4. My sister while on a phone call with my mum did not refer to me as her 'daughter' as she commonly does. See rather than use names in my family we say things like 'your other daughter is at the movies' and stuff like that. But this time she paused and referred to me as my mum's 'child'.
5. Everybody has transitioned to my new name fairly nicely since my last name change and are very accepting of it which makes me feel I wish I had done it sooner, who knew they hated my old name that much, but it makes me feel and know at least 99% this is the right one.
6. I have my sister back, by that I mean we had this really big fight over an inconsiderate thing she said and I stopped talking to her for around 3 months. I forgave her though she never apologized. We've started connecting like old times and just talking like we used to before things started getting ->-bleeped-<-ty last year because of her new boyfriend, which seems to constantly cause stress between the two of us.
7. My nephew wishes that there were two of me, so I could hold both his hands. - Sweetest thing I ever heard.
8. I went on a 8km nature hike with my sister today, which was nice because we talked a lot, but also we got to see a deer, and I stepped into a swamp with some frogs, got to smell something other than our cities pollution, and got to go into the ruins of an old mansion. I also climbed a small waterfall - got soaked, and we all got covered in mud on this spontaneous decision to take a hike, not prepared at all, no water, no proper clothing, just a sense of adventure. I LOVE nature, it's beautiful. I hate the city.

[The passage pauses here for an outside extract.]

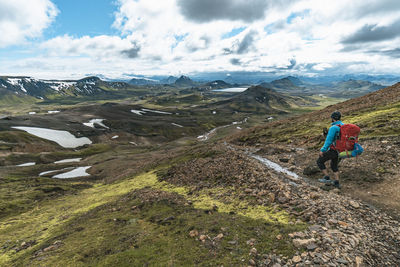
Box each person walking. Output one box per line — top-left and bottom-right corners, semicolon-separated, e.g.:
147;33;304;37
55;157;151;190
317;111;343;188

9. I always tried to get my mum to read a book about trans people/hormones but she always refused, when she said something that showed her lack of experience today, she told me to pick her out a book and she'll read it, since I told her it'd be easier than me trying to explain everything myself.
10. It really does get better. When you least expect it, things suddenly just get better and take a turn for the best.
(There is nothing about passing because these are just my reasons for smiling based on the past two days, where I haven't quite had the opportunity to pass for any reason.)